Our community is upper middle class, extremely well educated (70 percent have college degrees), socially progressive, politically active, and concerned with issues of social justice. Strategies that work a few miles away in the suburbs fall flat in the city. And as a new church meeting in an elementary school, we’ve had to be creative in reaching out and engaging the community with Christian truth.

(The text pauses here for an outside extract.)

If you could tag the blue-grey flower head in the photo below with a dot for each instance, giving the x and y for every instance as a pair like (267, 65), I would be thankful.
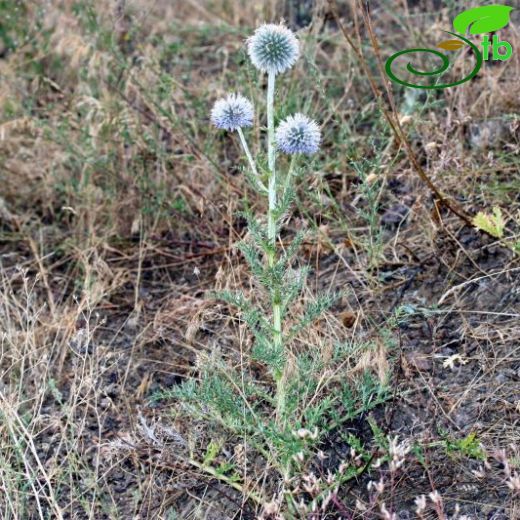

One example is “The Skeptics.” Each week is devoted to an important question, such as “Is the universe an accident?” “How do we know what we know (for sure)?” “What is God like (if God exists at all)?” and “What is a human being?” We’ve stressed that skepticism, in the ancient Greek tradition, is not cynicism, but honest inquiry. The search for truth always includes the possibility of a changed mind. The key to the group’s success has been creating an atmosphere that allows a free exchange of ideas (we call it “respectful dialogue”) without forcing a single point of view. It has become a safe place for Christians and non-Christians (even for a self-identified “Jewish atheist”) to raise difficult but important questions.
A second example is a planned series of forums devoted to important social and ethical topics. Scholars from economics, law, medicine and environmental studies (our first was on “Creation Care”) speak on the insights Christian faith offers on important questions. These issues involve concepts like “purpose,” “creation,” “justice,” “evil,” “wisdom,” “equality,” and “beauty”—concepts about which Christianity has a unique and important contribution.